Pipelining & Lambda Expressions

Spring 2026

Function Composition

Composition in Math

In math we sometimes have situations in which the co-domain of one functions because the domain of another: \(y = f(g(x))\)
When there are a bunch of these, it becomes tedious: \(y = a(b(c(d(x))))\)
Sometimes it’s more convenient to write: \(a \circ b \circ c \circ d(x)\)
Basically, we are saying apply \(d()\), that result goes into \(c()\), that result goes into \(b()\), that result goes into \(a()\)

Composition in Programming

The same tedium exists in programming
We can nest the functions:

y = third_function( second_function( first_function(x) ) )
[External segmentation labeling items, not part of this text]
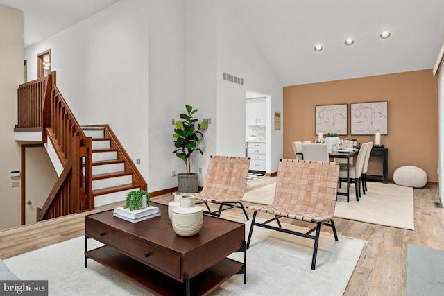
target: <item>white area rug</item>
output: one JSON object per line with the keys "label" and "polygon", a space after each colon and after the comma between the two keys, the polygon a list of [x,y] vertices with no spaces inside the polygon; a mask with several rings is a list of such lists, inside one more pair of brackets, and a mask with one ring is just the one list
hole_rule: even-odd
{"label": "white area rug", "polygon": [[407,244],[407,296],[444,295],[444,251]]}
{"label": "white area rug", "polygon": [[271,204],[275,196],[276,183],[273,183],[244,193],[242,200],[262,204]]}
{"label": "white area rug", "polygon": [[[413,188],[369,182],[368,191],[366,195],[361,194],[359,202],[357,202],[354,186],[350,188],[350,202],[347,202],[345,196],[338,196],[335,217],[414,230]],[[270,184],[246,193],[242,200],[271,204],[275,186],[275,183]]]}
{"label": "white area rug", "polygon": [[350,202],[338,196],[334,216],[368,223],[414,230],[413,190],[395,184],[367,182],[368,191],[359,201],[350,188]]}
{"label": "white area rug", "polygon": [[[246,227],[246,235],[249,229]],[[4,263],[22,279],[48,279],[50,295],[151,295],[91,259],[85,268],[84,243],[80,236]],[[343,236],[336,242],[332,234],[323,234],[316,269],[311,270],[312,240],[255,228],[247,252],[247,284],[244,284],[243,275],[234,275],[212,295],[342,295],[364,243]],[[244,258],[242,253],[232,256],[240,256],[239,261]]]}

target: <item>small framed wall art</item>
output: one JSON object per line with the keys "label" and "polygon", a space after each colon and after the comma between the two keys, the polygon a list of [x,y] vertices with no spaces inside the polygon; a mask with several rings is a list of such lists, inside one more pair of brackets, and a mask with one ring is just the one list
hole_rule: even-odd
{"label": "small framed wall art", "polygon": [[315,107],[315,132],[347,134],[347,104]]}
{"label": "small framed wall art", "polygon": [[351,134],[388,134],[387,102],[350,104]]}

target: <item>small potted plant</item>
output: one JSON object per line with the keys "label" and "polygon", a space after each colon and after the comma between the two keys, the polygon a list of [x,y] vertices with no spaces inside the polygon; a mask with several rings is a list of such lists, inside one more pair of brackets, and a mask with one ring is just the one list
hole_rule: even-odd
{"label": "small potted plant", "polygon": [[130,211],[142,209],[150,205],[150,193],[144,190],[133,191],[126,195],[126,204],[123,209],[129,209]]}

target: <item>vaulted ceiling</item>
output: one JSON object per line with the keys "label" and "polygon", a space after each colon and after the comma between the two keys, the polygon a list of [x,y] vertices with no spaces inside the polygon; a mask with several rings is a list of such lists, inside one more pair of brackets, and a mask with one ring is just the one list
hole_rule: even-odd
{"label": "vaulted ceiling", "polygon": [[[24,11],[25,42],[32,44],[117,1],[0,4]],[[432,69],[444,37],[443,0],[218,1],[230,3],[283,85]],[[379,37],[384,31],[390,37]],[[322,51],[314,51],[318,44]]]}

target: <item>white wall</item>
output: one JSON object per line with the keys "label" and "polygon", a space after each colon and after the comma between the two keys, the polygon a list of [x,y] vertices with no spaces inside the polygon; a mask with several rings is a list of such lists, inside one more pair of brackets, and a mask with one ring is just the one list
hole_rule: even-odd
{"label": "white wall", "polygon": [[182,0],[149,1],[149,129],[144,137],[149,144],[150,191],[177,186],[171,171],[185,171],[173,154],[171,121],[185,111],[185,5]]}
{"label": "white wall", "polygon": [[[444,44],[443,45],[444,46]],[[441,71],[444,71],[444,69],[441,66]],[[443,185],[444,184],[444,137],[443,137],[443,132],[444,132],[444,73],[441,73],[438,76],[439,82],[438,84],[438,132],[439,135],[439,176],[438,176],[438,184],[439,184],[439,196],[441,200],[441,203],[444,203],[444,191],[443,189]]]}
{"label": "white wall", "polygon": [[11,171],[20,170],[20,146],[14,141],[17,89],[24,81],[23,12],[0,5],[0,229],[20,225],[20,187]]}
{"label": "white wall", "polygon": [[[25,223],[31,224],[36,222],[37,208],[42,208],[44,204],[58,175],[43,146],[26,148],[25,163]],[[31,202],[31,204],[28,202]]]}
{"label": "white wall", "polygon": [[[271,161],[266,173],[277,172],[282,157],[283,132],[274,130],[272,119],[275,112],[283,114],[282,85],[246,29],[245,21],[252,20],[241,19],[225,1],[218,1],[217,12],[217,151],[245,155],[246,91],[267,94],[267,159]],[[244,78],[244,87],[223,81],[223,72]]]}
{"label": "white wall", "polygon": [[[110,124],[141,159],[150,191],[177,186],[171,171],[184,172],[185,164],[172,153],[171,120],[185,104],[197,107],[198,119],[212,119],[205,155],[196,153],[191,165],[203,169],[203,185],[211,155],[244,155],[246,87],[271,96],[268,115],[282,112],[282,86],[235,17],[216,0],[121,0],[25,51],[35,60],[51,49],[58,86],[79,123]],[[234,24],[225,28],[227,21]],[[231,36],[234,24],[240,31]],[[35,75],[35,66],[29,71]],[[245,87],[221,82],[222,71],[244,76]],[[282,134],[268,134],[273,172]]]}
{"label": "white wall", "polygon": [[[205,155],[196,157],[196,166],[205,174],[211,155],[245,155],[246,89],[271,96],[269,121],[272,112],[282,112],[282,87],[229,4],[191,0],[186,8],[187,102],[202,110],[200,119],[212,119],[205,132]],[[244,85],[223,82],[223,72],[244,78]],[[267,173],[277,172],[282,155],[282,131],[271,128],[270,123],[267,157],[272,161]]]}
{"label": "white wall", "polygon": [[[221,124],[216,113],[216,0],[185,1],[187,104],[198,109],[196,118],[200,121],[203,118],[212,119],[200,146],[204,155],[198,152],[193,154],[191,171],[198,172],[198,168],[202,168],[203,174],[199,175],[198,180],[200,186],[203,185],[210,157],[219,155],[216,150],[216,137]],[[185,110],[185,107],[182,106],[182,110]]]}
Or use temporary variables:

y1 = first_function(x)
y2 = second_function(y1)
y  = third_function(y2)

But really all we want is to plug the result of one into another
This is basically a pipeline of operations

Data Processing

Stringing operations is pretty typical in data processing
Get this table, then filter some rows, to that add a column, now group that by such-and-such
Most data processing tasks involve such steps
Traditional imperative approaches are difficult to read and tedious to implement
Also, they read in the reverse order of the operations

suppressWarnings(library(dplyr))
df <- summarise(group_by(mutate(filter(mtcars, cyl==8), efficiency=mpg/wt), carb), AvgEff=mean(efficiency))
head(df)

Pipelining

Instead, we’d rather be able to say:
- Do this first operation
- Then this second operation
- Etc.
- Put the result here
Unsurprisingly, we call this pipelining
We need a new operator for this
- R doesn’t have one, but tidyverse extends R to give us this for data frames
- An alternative pipelining library for R is magrittr
- Python doesn’t have one, but some libraries give you something like it
- Julia has a pipe operator built-in for any type of data

Parameters And State Information

Pipelining requires some key assumptions: We know which parameter is the domain argument
With R/tidyverse, we assume it is the first parameter unless otherwise specified
With Julia, you can only have one parameter (sort of)
In general, when a function has multiple parameters, there’s got to be a way to either map functions to arguments, or to retain state inside the pipeline
That typically involves lambda expressions in Julia

Lambda Expressions

Functions as Parameters

Traditionally, we can pass a data argument (e.g., an integer) to use in a function as an integer parameter
Once it’s in the function, that code can use the integer whenever and however it likes
But what if I have some functionality that I’d like to pass in
That is: “Run this code when you get to that point”
We want the code we send to be used by the function that receives it whenever and however it likes
You could even store that function in a structure and use it later
That is, treat functions as data

Passing a Function

polynomial1(x) = x.^3 .+ 2*x .- 4
polynomial2(x) = 3*x.^2 .+ 6

function CoolFunction(f)
  x = rand(Float64, 10)
  y = f(x)
  return y
end

CoolFunction(polynomial1)
CoolFunction(polynomial2)

What is a Labmda Expression?

Sometimes these deferred “functions as data” are very concise one-offs
We know when we send the argument what it will look like, but defining a whole separate function for these every time gets tedious
We’d like to be able to just say, “Here’s some code to run when you get to that point”
When we do this, we need a way to map future arguments to what we will use in that code
That’s all a lambda expression is: Future code we will run with information for how to map future arguments
We also sometimes call these anonymous functions because often there is no function name at all

Example Lambda Expression in Julia

Julia uses the -> operator to perform this argument mapping
It means: “Hey, when you eventually run this the argument you send to me will be mapped to this parameter that my code uses

# Find first gives you the range of the first instance of a pattern in a longer list

findfirst("Turtle", "Teenage Mutant Ninja Turtles")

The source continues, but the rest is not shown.